When it comes to Web components and custom elements, everything will work in a similar paradigm.

React

Because client-side JavaScript frameworks are so popular, it’s impossible to rule React out of any front-end discussion. React is a component-based JS library, and much of the discussion above applies to React as well. I’ll discuss some of the technical details and challenges surrounding the React Micro front end.

style

Because there should be minimal code sharing between any micro-front ends, styling the React component can be challenging given the global and cascading nature of CSS. We should make sure that styles are specific to a particular microfront and don’t spill over to other microfronts. Radium and CSS Modules can be used with React.

Redux

In today’s front-end world, using React with Redux is the norm. The convention is to use Redux as a single global store for the entire application for cross-application communication. The microfront end should be independent and have no dependencies. Therefore, each microfront-end should have its own Redux storage, moving toward a multi-REDUx storage architecture.
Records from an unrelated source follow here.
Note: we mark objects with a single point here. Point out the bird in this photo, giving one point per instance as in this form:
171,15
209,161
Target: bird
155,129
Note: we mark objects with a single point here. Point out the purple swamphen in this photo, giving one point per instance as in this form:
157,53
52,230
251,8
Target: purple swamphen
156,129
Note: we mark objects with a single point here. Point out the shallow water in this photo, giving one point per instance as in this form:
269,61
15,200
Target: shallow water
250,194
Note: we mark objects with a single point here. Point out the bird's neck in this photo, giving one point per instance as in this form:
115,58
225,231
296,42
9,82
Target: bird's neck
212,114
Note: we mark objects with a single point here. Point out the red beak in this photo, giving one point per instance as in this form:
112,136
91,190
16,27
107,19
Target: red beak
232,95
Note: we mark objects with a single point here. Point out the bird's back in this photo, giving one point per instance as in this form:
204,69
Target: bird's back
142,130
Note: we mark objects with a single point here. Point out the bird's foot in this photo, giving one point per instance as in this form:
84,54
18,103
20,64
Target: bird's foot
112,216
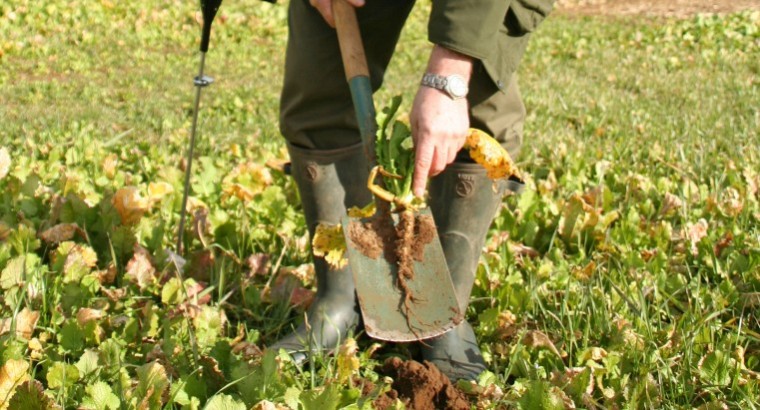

Other noteworthy integration approaches

  • Server-side rendering

    A microfront-end template can be assembled using a server and then rendered to a browser. SSI techniques can also be used.

  • iframes

    Each microfront can be an IFrame. They also provide a good degree of isolation in terms of style, and global variables do not interfere with each other.

summary

With microservices, the microfront end promises many benefits for building complex applications, as well as for development, deployment, and maintenance.

There is a famous saying: “There is no one-size-fits-all approach that anyone can offer you. The same hot water that softens a carrot hardens an An egg.” The micro front section is good, but it doesn’t solve all architectural problems, and it has its drawbacks. As more repositories, tools, build/deploy, servers need to be maintained. Microfrontend can also add complexity to an application. It is difficult to establish communication across applications, and the duplication of dependencies magnifies the size of the program.

Whether or not to adopt a micro-front-end architecture depends on many factors. Such as the size of the organization and the complexity of the application. Whether it is a new project or a legacy large code base, it is recommended that this technique be applied gradually over time and checked to see if it works.